You can also find spurious subgroup effects in real trials, if you do an analysis that’s foolish enough. Close analysis of the ECST trial found that the efficacy of a procedure called endarterectomy depended on which day of the week you were born on. Base your clinical decisions on that: I dare you. Furthermore there is a beautiful, almost linear relationship in this trial’s results between month of birth, and clinical outcome: patients born in May and June show a huge benefit, then as you move ahead through the calendar, there is less and less effect, until by March it starts to seem almost harmful. If this had been a biologically plausible variable, like age, this subgroup analysis would have been very hard to ignore.
It goes on. The ISIS-2 trial compared the benefits of aspirin against placebo during a heart attack. Aspirin improves outcomes, but a mischievous subgroup analysis revealed that it is not effective in patients born under the star signs of Libra and Gemini. Should these patiens be deprived of treatment? Because sometimes subgroup analyses can have a damaging impact on practice: the CCSG trial found that aspirin was effective in preventing stroke and death in men but not in women, and as a result, women were undertreated for a decade, until further trials and overviews showed a benefit.
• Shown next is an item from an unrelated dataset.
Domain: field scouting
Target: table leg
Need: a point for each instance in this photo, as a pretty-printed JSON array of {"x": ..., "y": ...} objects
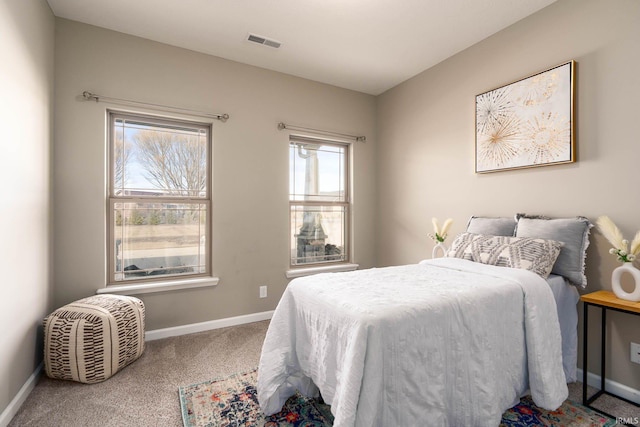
[{"x": 585, "y": 319}]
And sometimes there can be what we might call proper mischief. The CLASS trial compared a painkiller called celecoxib against two older pills, over six months: this new drug showed fewer gastrointestinal complications, and so lots more people prescribed it. A year later, it emerged that the original intention of the trial had been to follow-up for over a year. The trial had shown no benefit for celecoxib over that longer period, but when they only looked at the subgroup of results at six months, the drug shined.
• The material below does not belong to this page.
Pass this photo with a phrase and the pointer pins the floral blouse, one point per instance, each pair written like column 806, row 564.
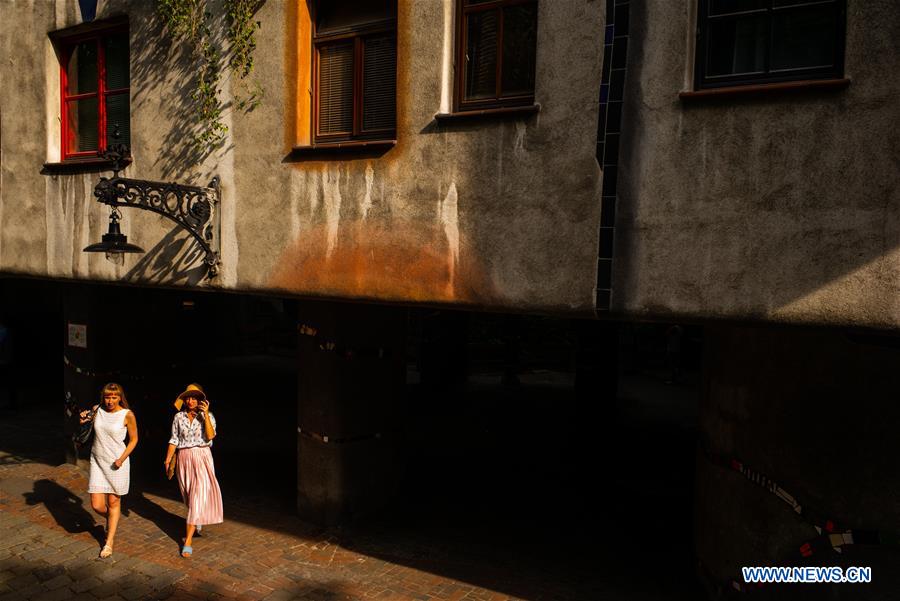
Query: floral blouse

You are unlikely to find the answers to complex problems like school performance and behaviour in any pill, whether it’s ritalin or fish oil, and yet despite the rather desperate anti-establishment swagger of the $60bn food supplement pill industry, time and again we see that they use the exact same tricks as the $600bn pharmaceutical industry. Although Equazen, we might finally mention, are wholly owned by the £1.6bn pharmaceutical company Galenica.
References:
I’ll bung up full references to all the comedy stats papers looking at subgroup analysis at 3pm today, sorry got to sprint now!
shane said,
June 4, 2009 at 7:05 am
I like it very useful information to share.Then you list the correlations in order of significance, and draw your cutoff line wherever you feel you can justify it. get more information from here: Testosterone Therapy
simontax said,
June 23, 2009 at 4:30 pm
SteveJG: “However, I’m wondering if there could be some form of independent service that evaluates the statistical significance of media reports”
It’s called education, Steve. Or if you prefer the political form “Education, Education, Education”.
Lifewish said,
July 15, 2009 at 11:59 pm
FYI, the paper on subgroup analysis that Ben mentions is called “Clinical judgment and statistics: Lessons from a simulated randomized trial in coronary artery disease”. It’s available freely online here.
Anyone should be able to get the gist of it, but Googling may be required for non-mathmos to understand some technical terms. Hell, I didn’t know what a Mantel-Haenszel test was until now.
I also like the look of this other paper about statistical errors in medical literature.